Thanks to you as well mk24. I do have the subnets well defined, and the routing should not be an issue, as the routing works for the ipsec and openvpn remote access connections. I also made a unique CA certificate on the pfsense box, and certificates for the connections from that. The problem seems to be in the way i am telling openWRT to open this specific connection.
Your comment did make me think. I will try to build the same connection on a pfsense box first, and then try to copy it to the openWRT box, to exclude any possibility the fault is on the server side.

The OpenVPN server knows which particular client has connected by the CN of its certificate. This is then used to get the remote LAN subnet from the server's client config directory and make a route in the server to the particular remote LAN. (that is done both in the server's kernel routing table, routing the subnet to the OpenVPN tunnel, and in an internal table in OpenVPN which dispatches packets that enter the tunnel to a particular client) Since the OpenVPN server here is on pfsense you need to go there for support.

The process for site-to-site setup is much easier if you use WireGuard which is also much more performant.
That said I do run an OpenVPN site-to-site setup as backup for WireGuard.

Maybe may notes can be helpful describing the process, but basically mk24 already explained it:

In a setup where a single server can handle many clients, it is sometimes necessary to set per-client options that overrule the global options, or to add extra options to a particular client. The option client-config-dir is very useful for this. It allows the VPN administrator to assign a specific IP address to a client, in order to push specific options such as a DNS server to a particular client or to temporarily disable a client altogether.
This option is also vital if you want to route a subnet from the server side to the client side.
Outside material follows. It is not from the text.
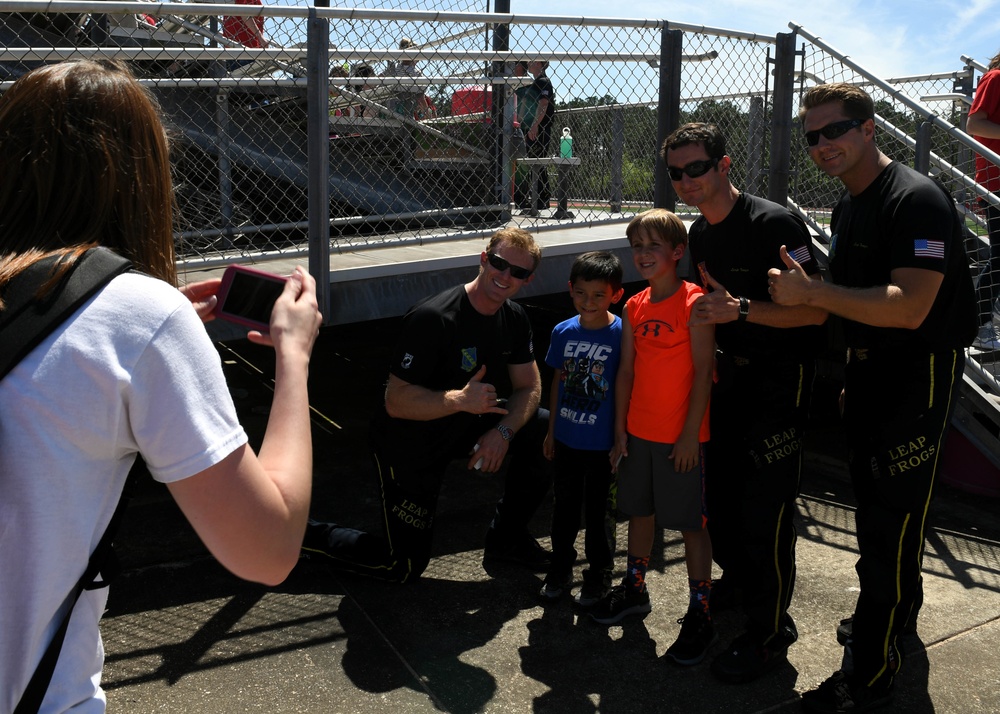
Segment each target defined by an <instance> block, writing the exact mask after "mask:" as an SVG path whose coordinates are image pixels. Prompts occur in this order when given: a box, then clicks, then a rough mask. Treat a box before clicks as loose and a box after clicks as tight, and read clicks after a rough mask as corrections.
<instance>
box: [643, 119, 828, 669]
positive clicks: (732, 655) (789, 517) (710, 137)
mask: <svg viewBox="0 0 1000 714" xmlns="http://www.w3.org/2000/svg"><path fill="white" fill-rule="evenodd" d="M660 156H661V157H662V158H663V160H664V161H665V162H666V164H667V172H668V174H669V176H670V179H671V182H672V185H673V188H674V190H675V191H676V192H677V195H678V197H679V198H680V199H681V200H682V201H683V202H684V203H686V204H687V205H689V206H697V207H698V209H699V210H700V211H701V216H700V217H699V218H698V219H697V220H696V221H695V222H694V224H693V225H692V226H691V228H690V230H689V236H690V237H689V245H690V251H691V260H692V263H693V264H694V265H696V266H697V267H698V269H699V270H698V271H697V274H696V275H695V278H696V279H697V280H699V282H700V283H701V285H702V286H703V287H704V288H705V290H706V294H705V295H703V296H702V297H701V298H699V299H698V302H696V303H695V306H694V310H693V311H692V315H691V323H692V324H709V323H711V324H714V325H716V328H715V339H716V343H717V345H718V352H717V360H718V372H719V382H718V384H717V385H716V386H715V389H714V390H713V393H712V407H711V434H712V436H711V440H710V441H709V443H708V448H707V449H706V453H705V473H706V478H705V489H706V500H707V510H708V529H709V533H710V535H711V538H712V550H713V559H714V560H715V562H716V563H717V564H718V565H719V567H721V568H722V571H723V578H722V579H720V580H718V581H717V582H716V583H715V584H714V586H713V589H712V596H711V607H712V610H713V611H715V612H718V611H720V610H724V609H727V608H728V607H733V606H735V605H736V603H737V601H738V600H740V599H741V600H742V606H743V612H744V614H745V615H746V625H745V627H746V630H745V632H744V633H743V634H742V635H740V636H739V637H737V638H736V639H735V640H734V641H733V642H732V643H731V644H730V645H729V647H728V648H727V649H726V650H725V652H723V653H722V654H720V655H719V656H718V657H716V658H715V660H714V661H713V662H712V667H711V671H712V673H713V674H715V675H716V676H717V677H719V678H720V679H723V680H725V681H728V682H748V681H750V680H753V679H756V678H757V677H759V676H760V675H762V674H764V673H766V672H768V671H769V670H771V669H773V668H775V667H776V666H778V665H780V664H781V663H782V662H784V661H785V655H786V652H787V650H788V647H789V646H790V645H791V644H792V643H794V642H795V640H796V639H797V637H798V634H797V631H796V629H795V623H794V622H793V621H792V618H791V617H790V616H789V614H788V606H789V603H790V602H791V598H792V591H793V588H794V584H795V539H796V534H795V527H794V524H793V522H792V517H793V515H794V513H795V499H796V497H797V496H798V493H799V472H800V467H801V454H802V449H801V443H802V434H803V431H804V429H805V426H806V418H807V416H808V411H809V398H810V394H811V390H812V380H813V375H814V373H815V356H816V349H817V346H818V341H819V339H820V338H821V336H822V335H821V331H820V328H818V327H815V326H816V325H819V324H821V323H823V322H824V321H825V319H826V313H825V312H824V311H823V310H819V309H814V308H809V307H794V308H788V307H781V306H778V305H775V304H773V303H772V302H771V299H770V295H769V294H768V291H767V288H768V285H767V271H768V270H769V269H770V268H773V267H777V266H782V265H783V263H782V261H781V254H780V252H781V250H782V248H783V247H784V246H787V249H788V250H790V251H792V252H793V253H794V254H795V255H797V256H798V257H799V258H800V259H801V260H802V264H803V265H804V266H806V270H807V271H808V272H809V273H811V274H815V273H817V272H818V267H817V265H816V261H815V260H813V258H812V253H811V247H810V244H811V238H810V235H809V231H808V230H807V229H806V227H805V224H804V223H803V222H802V220H801V219H799V218H798V217H797V216H795V215H793V214H792V213H791V212H790V211H788V210H787V209H786V208H783V207H782V206H779V205H777V204H775V203H772V202H770V201H766V200H764V199H762V198H758V197H756V196H751V195H749V194H745V193H742V192H741V191H740V190H739V189H737V188H736V187H735V186H733V184H732V182H731V181H730V170H731V168H732V159H731V158H730V157H729V156H727V155H726V144H725V137H724V136H723V135H722V132H721V131H719V129H718V128H717V127H716V126H715V125H713V124H702V123H693V124H685V125H684V126H681V127H680V128H679V129H677V130H676V131H674V132H673V133H672V134H671V135H670V136H668V137H667V139H666V141H664V143H663V147H662V148H661V151H660Z"/></svg>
Add to the OpenVPN servers config file:
#set option for CCD dir in openvpn config:
client-config-dir /etc/openvpn/ccd

This example has the LAN subnet of the server to be 192.168.6.0/24, the LAN subnet of the client is 172.18.18.0/24
Push server side LAN subnet to clients by adding redirect default gateway or
push "route 192.168.6.0 255.255.255.0 vpn_gateway"
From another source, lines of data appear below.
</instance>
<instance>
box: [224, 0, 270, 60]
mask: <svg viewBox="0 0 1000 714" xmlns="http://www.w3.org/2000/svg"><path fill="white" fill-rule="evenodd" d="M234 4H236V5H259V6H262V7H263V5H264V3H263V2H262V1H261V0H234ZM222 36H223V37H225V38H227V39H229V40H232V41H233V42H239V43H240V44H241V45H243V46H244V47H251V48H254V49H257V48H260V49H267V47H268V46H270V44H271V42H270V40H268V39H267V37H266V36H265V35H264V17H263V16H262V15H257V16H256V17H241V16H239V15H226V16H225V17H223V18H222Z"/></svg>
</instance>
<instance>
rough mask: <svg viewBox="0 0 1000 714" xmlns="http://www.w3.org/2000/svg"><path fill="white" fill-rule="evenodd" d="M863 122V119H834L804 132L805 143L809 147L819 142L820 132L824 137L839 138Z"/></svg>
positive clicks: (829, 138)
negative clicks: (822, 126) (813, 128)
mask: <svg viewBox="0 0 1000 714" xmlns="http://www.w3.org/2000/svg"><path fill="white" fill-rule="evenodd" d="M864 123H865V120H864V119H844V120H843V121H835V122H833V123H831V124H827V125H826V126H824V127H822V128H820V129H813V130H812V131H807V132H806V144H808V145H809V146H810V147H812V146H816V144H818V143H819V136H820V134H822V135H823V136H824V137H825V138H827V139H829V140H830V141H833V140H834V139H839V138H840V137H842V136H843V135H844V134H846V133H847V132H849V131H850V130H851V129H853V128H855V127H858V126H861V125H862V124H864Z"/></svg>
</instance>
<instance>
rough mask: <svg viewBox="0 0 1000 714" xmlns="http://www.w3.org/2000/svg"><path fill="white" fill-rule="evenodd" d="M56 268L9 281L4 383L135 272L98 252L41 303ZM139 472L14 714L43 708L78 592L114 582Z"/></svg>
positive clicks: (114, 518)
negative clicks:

Instruct server to add a route to the client-side LAN for all local server side clients:
route 172.18.18.0 255.255.255.0 vpn_gateway

From Command line:
#Make ccd directory
mkdir /etc/openvpn/ccd

#Make DEFAULT file which is used if no named file is used so only suitable if there is just one VPN client, If the server serves multiple clients, certificate authentication must be used with a unique certificate for each client. The CN of the certificate matches the file name for that client in the ccd.
touch /etc/openvpn/ccd/DEFAULT

#Add iroute to DEFAULT ccd file
echo "iroute 172.18.118.0 255.255.255.0" > /etc/openvpn/ccd/DEFAULT

Firewall
The firewall on the Client side must be setup as if it is a OpenVPN Server, so with ACCEPT on INPUT and FORWARD and no Masquerading.

If you need something more powerful than the ER-X then look for the Ubiquiti ER-4 on the second hand market. I have both routers and the difference is significant. With the ER-4 you get the choice of running Tailscale on EdgeOS via some help from GitHub or running Tailscale on OpenWRT.

I had a look at LogMeIn and it has limited features, and device support when compared to Tailscale. It seems to require software on every device and no opportunity to establish a VPN Server on the pfSense like the Tailscale Exit Node.

Tailscale does make use of their own DERP Servers in circumstances where a direct connection is not possable. However the VPN tunnel is never decrypted as Tailscale is end-to-end VPN encryption.

Tailscale Connection types

Why involve a third party if you do not have to?